Темный румянец залил ее щеки. Вспомнилась одна ночная прогулка с мужем по какой-то очень знаменитой трущобе в Малой Азии; англичанин предпочитал первое знакомство с памятниками древности производить при луне, когда тишь и завеса ночи глушат машинный трезвон, скрадывают навязчивый колорит современности… Незнакомство с планом города завело их к полночи на полную притонов окраину. Гнусная, в два марша лестница сводила куда-то вниз. Надсадное мычание струн и кривляние теней на глиняной стене, курдская брань и смрад горелого мяса вместе с прыгающими оранжевыми бликами — все убеждало, что здесь помещается филиал преисподней. Видимо, адский разгул был там в разгаре… Вдруг полуобнаженная женская фигура с воплем вырвалась оттуда и махом, через все ступеньки, бескостная и развевающаяся вся, канула во мрак ночной улицы и судьбы. Англичанин успел удержать под локоть свою жену, едва не втянутую в вихревую воронку движения. Мало человеческого оставалось в промелькнувшей мимо твари, но если б даже втрое короче длился эпизод, все равно Евгения Ивановна опознала бы в несчастной свою тогдашнюю русскую подружку. На одной с нею койке, пока не приютил Анюту милосердный и рябой тунисский негоциант по оливковому маслу, они полгода промаялись вместе в Константинополе после стратоновского бегства. При втором замужестве у Евгении Ивановны явилась привычка часами иногда, в каком-то наркотическом оцепенении, созерцать эту зарубку на памяти, зараставшую диким мясом забвения. С тех пор все чему-то поверить не могла, и вот впервые краем рта усмехнулась жестокой радости наконец-то осознанного избавленья.

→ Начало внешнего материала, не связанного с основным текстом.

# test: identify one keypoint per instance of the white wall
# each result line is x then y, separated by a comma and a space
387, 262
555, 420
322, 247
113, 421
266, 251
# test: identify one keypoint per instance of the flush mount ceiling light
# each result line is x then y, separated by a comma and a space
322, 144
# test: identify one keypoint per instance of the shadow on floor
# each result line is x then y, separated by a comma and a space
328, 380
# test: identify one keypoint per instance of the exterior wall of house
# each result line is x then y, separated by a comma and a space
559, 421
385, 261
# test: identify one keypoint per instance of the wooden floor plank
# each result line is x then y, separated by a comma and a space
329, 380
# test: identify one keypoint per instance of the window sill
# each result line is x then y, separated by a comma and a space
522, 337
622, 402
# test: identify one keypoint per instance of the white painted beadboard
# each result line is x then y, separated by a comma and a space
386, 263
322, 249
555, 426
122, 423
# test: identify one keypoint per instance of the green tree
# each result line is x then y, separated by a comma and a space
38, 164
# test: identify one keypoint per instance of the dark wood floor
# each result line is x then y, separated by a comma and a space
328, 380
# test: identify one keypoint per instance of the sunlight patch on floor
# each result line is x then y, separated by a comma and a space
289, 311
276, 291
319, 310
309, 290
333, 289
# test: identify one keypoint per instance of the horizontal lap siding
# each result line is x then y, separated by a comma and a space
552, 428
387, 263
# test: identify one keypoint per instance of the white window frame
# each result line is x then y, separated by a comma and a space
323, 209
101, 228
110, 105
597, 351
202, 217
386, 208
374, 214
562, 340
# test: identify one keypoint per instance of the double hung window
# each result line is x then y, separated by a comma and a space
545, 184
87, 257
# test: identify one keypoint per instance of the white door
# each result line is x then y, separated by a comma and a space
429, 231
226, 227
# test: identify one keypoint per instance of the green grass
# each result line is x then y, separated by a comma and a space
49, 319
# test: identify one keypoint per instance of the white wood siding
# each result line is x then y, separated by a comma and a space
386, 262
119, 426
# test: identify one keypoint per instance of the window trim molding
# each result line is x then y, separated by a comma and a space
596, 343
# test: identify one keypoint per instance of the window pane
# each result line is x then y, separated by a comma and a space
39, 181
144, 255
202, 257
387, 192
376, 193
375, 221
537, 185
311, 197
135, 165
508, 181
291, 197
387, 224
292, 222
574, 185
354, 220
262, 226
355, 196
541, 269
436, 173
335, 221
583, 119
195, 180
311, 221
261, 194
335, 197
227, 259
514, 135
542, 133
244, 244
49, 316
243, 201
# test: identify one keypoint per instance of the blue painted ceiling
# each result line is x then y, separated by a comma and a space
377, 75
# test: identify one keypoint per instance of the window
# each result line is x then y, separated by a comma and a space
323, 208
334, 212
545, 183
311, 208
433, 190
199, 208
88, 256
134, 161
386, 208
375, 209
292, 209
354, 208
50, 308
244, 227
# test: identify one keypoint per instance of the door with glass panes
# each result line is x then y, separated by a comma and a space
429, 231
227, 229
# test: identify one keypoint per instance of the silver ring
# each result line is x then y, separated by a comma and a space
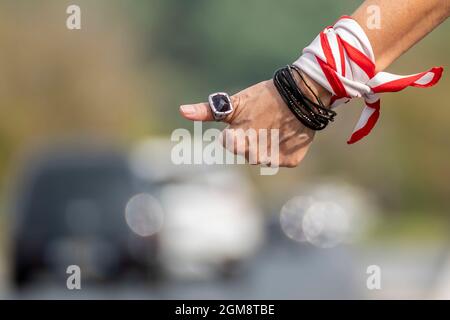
220, 104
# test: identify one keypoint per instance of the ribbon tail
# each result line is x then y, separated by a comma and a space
367, 121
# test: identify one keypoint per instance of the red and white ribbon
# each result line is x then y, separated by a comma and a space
341, 59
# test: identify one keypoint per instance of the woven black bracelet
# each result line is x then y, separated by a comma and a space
311, 114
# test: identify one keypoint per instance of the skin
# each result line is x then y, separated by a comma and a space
404, 23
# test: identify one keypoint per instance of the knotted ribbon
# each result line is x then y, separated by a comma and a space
341, 59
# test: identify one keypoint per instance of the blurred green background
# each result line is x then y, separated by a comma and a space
123, 76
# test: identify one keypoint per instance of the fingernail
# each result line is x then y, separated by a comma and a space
188, 110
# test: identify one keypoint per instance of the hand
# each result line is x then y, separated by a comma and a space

Разгоряченное лицо ей приятно и так своевременно поохладил ветерок с полноводной в это время года Алазани. Река объявилась тотчас за белесой отвесной скалой, на которой доцветал куст шиповника. Захрустела галька под ногами, тусклым блеском напоминавшая скинутую шкурку змеи. Евгения Ивановна сказала об этом Стратонову, тот не ответил.